Tips for Handling a Chimney Starter
Chimney starters are easy to use, and they're very straightforward and simple. You may get very comfortable using a starter.
However, it's important to remember to always practice safety when you're working with a chimney starter or working with a grill or hot surface in any way. Follow all safety precautions, and don't let your guard down even as you become more and more comfortable with your chimney starter.
It's important to remember to always wear heat-resistant gloves before handling a hot chimney starter.
Keep in mind that a charcoal chimney will remain hot for a while after the charcoal has been poured out.
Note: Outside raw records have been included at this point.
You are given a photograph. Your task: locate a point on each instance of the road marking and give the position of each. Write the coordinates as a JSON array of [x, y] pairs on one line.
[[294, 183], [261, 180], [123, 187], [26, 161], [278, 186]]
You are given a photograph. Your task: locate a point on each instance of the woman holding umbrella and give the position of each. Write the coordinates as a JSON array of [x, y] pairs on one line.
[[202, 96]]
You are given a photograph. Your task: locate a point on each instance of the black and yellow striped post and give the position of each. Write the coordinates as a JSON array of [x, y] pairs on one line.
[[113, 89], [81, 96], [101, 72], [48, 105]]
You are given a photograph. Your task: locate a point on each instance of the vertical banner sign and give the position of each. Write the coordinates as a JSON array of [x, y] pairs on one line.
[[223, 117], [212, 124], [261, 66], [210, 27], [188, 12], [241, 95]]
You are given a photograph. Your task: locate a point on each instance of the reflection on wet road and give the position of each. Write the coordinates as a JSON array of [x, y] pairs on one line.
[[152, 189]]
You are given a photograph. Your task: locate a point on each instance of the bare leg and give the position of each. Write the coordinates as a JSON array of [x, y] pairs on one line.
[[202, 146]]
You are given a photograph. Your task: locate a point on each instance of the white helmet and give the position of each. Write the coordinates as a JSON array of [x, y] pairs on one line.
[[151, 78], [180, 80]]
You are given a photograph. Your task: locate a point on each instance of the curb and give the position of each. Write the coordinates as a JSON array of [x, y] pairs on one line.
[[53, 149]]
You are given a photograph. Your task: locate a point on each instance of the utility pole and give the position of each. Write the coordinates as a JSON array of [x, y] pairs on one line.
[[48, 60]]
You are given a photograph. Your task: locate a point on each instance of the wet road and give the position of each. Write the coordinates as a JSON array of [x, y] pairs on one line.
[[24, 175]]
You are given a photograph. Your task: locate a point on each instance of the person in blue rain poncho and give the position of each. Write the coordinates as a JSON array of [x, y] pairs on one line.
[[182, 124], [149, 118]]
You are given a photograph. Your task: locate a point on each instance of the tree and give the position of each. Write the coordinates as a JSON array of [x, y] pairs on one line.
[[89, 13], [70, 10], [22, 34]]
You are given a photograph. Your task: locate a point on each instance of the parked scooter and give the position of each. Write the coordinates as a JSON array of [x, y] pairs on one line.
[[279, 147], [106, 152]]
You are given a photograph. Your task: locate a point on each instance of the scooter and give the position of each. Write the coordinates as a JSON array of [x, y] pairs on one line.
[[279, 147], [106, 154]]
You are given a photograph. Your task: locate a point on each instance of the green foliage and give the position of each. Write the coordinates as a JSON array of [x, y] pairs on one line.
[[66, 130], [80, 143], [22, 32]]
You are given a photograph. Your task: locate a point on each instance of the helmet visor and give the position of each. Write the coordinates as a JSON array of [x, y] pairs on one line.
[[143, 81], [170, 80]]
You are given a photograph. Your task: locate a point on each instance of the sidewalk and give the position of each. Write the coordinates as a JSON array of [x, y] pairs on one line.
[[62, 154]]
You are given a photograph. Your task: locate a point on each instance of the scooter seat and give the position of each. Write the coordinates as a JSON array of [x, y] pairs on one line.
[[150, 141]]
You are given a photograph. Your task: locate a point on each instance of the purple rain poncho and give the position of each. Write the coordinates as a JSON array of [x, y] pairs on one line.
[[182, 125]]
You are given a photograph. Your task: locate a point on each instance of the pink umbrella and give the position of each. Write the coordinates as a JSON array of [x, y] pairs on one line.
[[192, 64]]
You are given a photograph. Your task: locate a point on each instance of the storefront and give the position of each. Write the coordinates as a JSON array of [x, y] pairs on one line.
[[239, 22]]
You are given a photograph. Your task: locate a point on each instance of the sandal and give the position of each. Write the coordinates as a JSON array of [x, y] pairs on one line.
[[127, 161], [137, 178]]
Avoid placing or starting your chimney on surfaces made of dry grass, wood, or near cooking gas cylinders. You don't want your chimney starter near anything flammable.
Ideal places for placing chimney starters are on metal frame stands, open spaces, or on fire-safe bricks.
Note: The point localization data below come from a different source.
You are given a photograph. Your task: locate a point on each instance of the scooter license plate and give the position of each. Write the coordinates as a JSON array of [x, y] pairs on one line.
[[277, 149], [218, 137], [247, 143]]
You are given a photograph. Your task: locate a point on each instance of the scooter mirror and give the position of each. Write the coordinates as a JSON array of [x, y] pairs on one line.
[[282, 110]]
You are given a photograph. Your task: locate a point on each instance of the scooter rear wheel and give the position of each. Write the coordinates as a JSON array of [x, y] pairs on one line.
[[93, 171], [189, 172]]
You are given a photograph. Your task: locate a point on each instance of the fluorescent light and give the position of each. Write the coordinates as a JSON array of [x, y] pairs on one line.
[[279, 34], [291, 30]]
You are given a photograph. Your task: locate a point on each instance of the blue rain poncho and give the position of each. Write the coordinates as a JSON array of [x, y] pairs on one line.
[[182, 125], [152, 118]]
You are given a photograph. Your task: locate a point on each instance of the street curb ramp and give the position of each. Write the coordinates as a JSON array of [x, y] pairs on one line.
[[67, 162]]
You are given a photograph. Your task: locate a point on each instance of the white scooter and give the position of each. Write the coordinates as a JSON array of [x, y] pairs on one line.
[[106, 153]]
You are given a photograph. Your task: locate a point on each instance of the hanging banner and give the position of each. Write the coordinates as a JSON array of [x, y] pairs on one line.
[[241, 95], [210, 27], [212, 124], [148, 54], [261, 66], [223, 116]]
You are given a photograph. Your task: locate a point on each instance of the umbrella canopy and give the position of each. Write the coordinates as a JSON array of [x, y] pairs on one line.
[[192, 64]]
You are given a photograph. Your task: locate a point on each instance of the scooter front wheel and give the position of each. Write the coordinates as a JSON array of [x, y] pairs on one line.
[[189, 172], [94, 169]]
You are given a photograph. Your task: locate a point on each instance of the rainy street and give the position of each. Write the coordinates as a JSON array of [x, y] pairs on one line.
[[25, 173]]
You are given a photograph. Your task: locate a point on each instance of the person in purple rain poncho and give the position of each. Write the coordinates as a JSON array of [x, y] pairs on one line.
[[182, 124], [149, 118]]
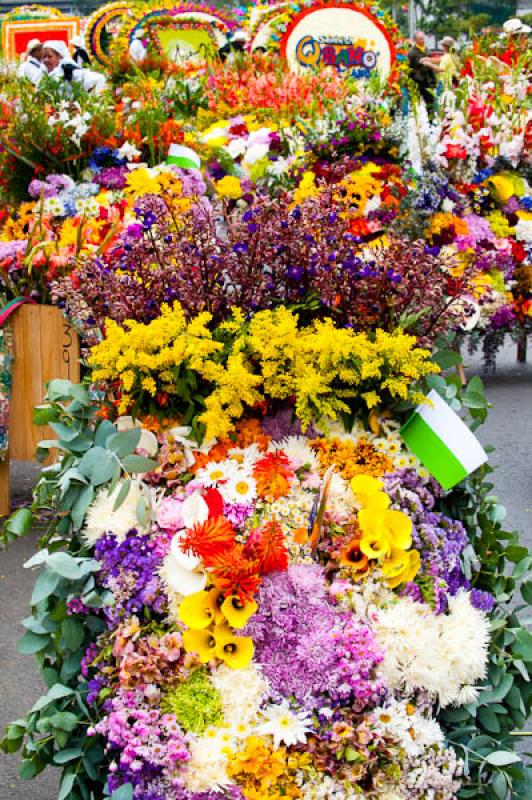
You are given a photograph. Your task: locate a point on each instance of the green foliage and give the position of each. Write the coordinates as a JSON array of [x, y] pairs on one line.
[[94, 455], [485, 732], [54, 732]]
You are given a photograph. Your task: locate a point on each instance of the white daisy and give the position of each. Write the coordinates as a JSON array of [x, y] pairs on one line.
[[286, 726], [240, 488], [299, 451], [215, 472]]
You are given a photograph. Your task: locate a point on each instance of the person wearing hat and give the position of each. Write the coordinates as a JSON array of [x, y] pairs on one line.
[[422, 75], [448, 66], [32, 67], [236, 43], [515, 33], [79, 53], [137, 49], [61, 67]]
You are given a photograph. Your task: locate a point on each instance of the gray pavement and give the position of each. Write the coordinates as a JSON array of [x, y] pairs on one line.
[[509, 429]]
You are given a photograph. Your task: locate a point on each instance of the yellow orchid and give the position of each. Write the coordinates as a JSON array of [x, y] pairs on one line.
[[236, 612], [382, 530], [401, 567], [201, 609], [236, 651]]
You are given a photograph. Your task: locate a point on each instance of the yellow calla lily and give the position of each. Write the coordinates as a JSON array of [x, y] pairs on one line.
[[379, 525], [236, 651], [201, 642], [401, 567], [196, 610], [236, 612]]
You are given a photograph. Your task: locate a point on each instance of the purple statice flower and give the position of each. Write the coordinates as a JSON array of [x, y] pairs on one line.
[[130, 570], [238, 513], [150, 745], [310, 650], [504, 317], [112, 177], [482, 600]]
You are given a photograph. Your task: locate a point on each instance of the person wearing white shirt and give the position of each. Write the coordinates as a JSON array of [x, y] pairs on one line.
[[137, 48], [32, 67], [60, 66]]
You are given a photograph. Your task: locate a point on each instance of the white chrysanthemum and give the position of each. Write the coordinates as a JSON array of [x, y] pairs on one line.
[[340, 498], [441, 654], [101, 518], [215, 472], [207, 768], [239, 488], [286, 726], [523, 230], [241, 699], [414, 732], [245, 457], [298, 450]]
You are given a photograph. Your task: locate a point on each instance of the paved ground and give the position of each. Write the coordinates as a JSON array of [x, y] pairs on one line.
[[509, 428]]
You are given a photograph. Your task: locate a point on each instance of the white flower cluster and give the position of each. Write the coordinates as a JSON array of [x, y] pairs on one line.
[[443, 654]]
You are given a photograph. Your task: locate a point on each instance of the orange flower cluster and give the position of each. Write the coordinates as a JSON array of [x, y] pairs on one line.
[[351, 459]]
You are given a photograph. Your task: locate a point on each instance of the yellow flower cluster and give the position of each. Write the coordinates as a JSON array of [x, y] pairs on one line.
[[322, 366], [265, 773], [208, 616], [386, 535], [229, 187]]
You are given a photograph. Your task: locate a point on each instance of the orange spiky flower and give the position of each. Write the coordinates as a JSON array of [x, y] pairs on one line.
[[272, 475], [209, 538], [267, 546], [235, 574]]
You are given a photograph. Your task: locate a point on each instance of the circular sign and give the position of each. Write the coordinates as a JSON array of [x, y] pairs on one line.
[[348, 38]]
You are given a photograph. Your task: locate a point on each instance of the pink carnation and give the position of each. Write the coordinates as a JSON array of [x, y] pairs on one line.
[[169, 514]]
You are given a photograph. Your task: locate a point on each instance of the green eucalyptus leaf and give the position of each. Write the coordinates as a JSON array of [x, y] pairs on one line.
[[67, 782], [79, 509], [502, 758], [124, 792], [19, 523], [44, 586], [73, 633], [64, 756], [57, 692], [125, 442], [65, 565], [122, 494], [65, 720], [98, 465], [139, 463], [32, 643], [104, 430]]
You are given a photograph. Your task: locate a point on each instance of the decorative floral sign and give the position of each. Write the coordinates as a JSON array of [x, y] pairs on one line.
[[346, 37]]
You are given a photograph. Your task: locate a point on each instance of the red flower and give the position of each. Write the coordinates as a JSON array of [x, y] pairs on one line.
[[209, 539]]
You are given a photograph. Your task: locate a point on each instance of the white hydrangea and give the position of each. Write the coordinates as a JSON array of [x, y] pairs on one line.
[[414, 732], [443, 654], [207, 768], [101, 518], [241, 695]]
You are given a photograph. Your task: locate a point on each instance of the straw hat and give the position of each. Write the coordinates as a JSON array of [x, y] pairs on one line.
[[515, 25], [32, 45]]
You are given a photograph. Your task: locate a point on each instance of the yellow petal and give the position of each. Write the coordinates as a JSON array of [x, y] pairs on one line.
[[201, 642], [236, 651], [196, 610], [236, 612]]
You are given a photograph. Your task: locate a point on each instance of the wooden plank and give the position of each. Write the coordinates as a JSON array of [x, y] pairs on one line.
[[45, 347], [4, 487]]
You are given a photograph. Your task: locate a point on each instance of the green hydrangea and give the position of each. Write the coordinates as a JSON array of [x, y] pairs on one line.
[[195, 703]]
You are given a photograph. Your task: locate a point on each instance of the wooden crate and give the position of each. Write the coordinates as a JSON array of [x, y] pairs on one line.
[[45, 347]]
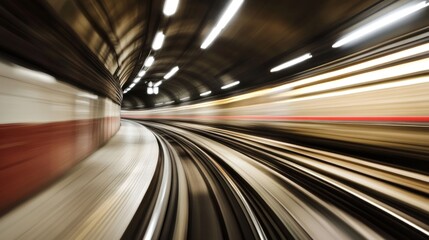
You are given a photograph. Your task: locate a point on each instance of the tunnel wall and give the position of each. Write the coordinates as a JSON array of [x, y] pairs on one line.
[[46, 127]]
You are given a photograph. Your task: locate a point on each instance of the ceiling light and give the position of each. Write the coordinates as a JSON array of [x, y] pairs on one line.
[[149, 61], [223, 21], [157, 84], [158, 41], [380, 23], [170, 7], [291, 62], [171, 72], [141, 73], [205, 93], [230, 85]]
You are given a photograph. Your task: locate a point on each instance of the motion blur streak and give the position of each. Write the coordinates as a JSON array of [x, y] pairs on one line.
[[284, 188]]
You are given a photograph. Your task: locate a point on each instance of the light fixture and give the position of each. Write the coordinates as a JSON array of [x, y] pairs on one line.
[[223, 21], [380, 23], [230, 85], [157, 84], [291, 62], [170, 7], [141, 73], [158, 41], [171, 72], [149, 61], [205, 93], [149, 90]]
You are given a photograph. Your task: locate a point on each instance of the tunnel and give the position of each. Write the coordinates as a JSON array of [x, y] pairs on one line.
[[214, 119]]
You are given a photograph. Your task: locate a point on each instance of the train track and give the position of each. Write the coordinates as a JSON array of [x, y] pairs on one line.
[[215, 183]]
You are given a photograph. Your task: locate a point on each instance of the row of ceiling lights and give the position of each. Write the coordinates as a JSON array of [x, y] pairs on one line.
[[170, 8], [233, 7]]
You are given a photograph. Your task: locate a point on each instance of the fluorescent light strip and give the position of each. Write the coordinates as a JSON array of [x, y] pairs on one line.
[[157, 84], [149, 61], [230, 85], [149, 90], [361, 66], [380, 23], [223, 21], [158, 41], [291, 62], [205, 93], [396, 84], [170, 7], [171, 72], [141, 73]]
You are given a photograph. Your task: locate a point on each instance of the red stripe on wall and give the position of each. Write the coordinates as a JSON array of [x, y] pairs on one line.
[[32, 155], [296, 118]]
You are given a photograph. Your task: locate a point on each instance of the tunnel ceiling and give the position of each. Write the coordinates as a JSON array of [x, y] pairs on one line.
[[104, 43]]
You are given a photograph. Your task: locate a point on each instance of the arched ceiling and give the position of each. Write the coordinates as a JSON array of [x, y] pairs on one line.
[[260, 32], [101, 45]]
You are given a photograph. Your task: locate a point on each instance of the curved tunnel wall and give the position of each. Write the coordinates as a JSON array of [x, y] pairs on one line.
[[383, 105], [46, 126]]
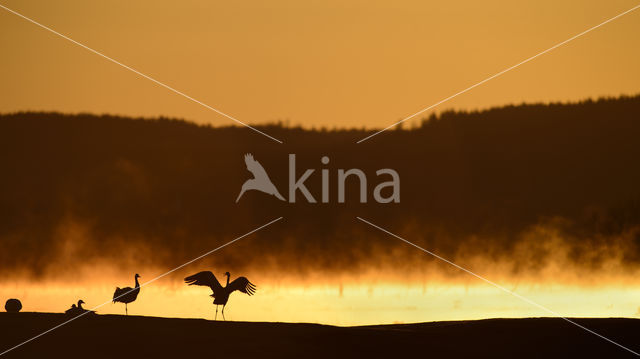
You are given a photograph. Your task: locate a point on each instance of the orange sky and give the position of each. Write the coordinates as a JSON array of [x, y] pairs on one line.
[[333, 63]]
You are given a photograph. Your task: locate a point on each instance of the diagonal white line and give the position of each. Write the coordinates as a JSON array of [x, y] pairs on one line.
[[500, 73], [141, 74], [527, 300], [142, 285]]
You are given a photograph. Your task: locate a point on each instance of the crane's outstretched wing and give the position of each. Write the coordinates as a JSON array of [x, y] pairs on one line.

How to Build a Charcoal Chimney and Use It
Once you've made and used a charcoal chimney a couple of times, you will have a good idea of how the chimney works and how to use it to prepare your grill. This is not a difficult DIY, and when you're done, you will have a very practical item that you will use again and again.
Using a chimney starter is an amazing way to get the grill ready, and it helps you avoid that lighter fluid taste, so it's definitely worth the time to do this DIY and start using a chimney starter every time you grill.
Grill Chimney Starter FAQ
What’s the purpose of a chimney starter?
The chimney starter makes it easier to light and heat charcoal. You don't need to use lighter fluid to get the coals started and burning, which is a huge benefit.
What are chimney starters made of?
Chimney starters are often made with metal, but they can be made from any fireproof materials that will not burn, crack, or catch fire even in high degrees of heat.
How long does a chimney starter last?
When full of burning coals, the chimney starter will reach around 500 to 550 degrees F within 15 minutes, but it takes 20 to 30 for the coals to get hot enough to use for cooking.
Depending on how well they are made, chimney starters can be used many, many times to heat up coals. This is true for most chimney starters, but some, such as those made with temporary materials like juice cartons and foil, are only used once.
What do you put under a chimney starter?
The area beneath the grate of the chimney starter is often stuffed with paper in order to get the chimney starter to light and heat up.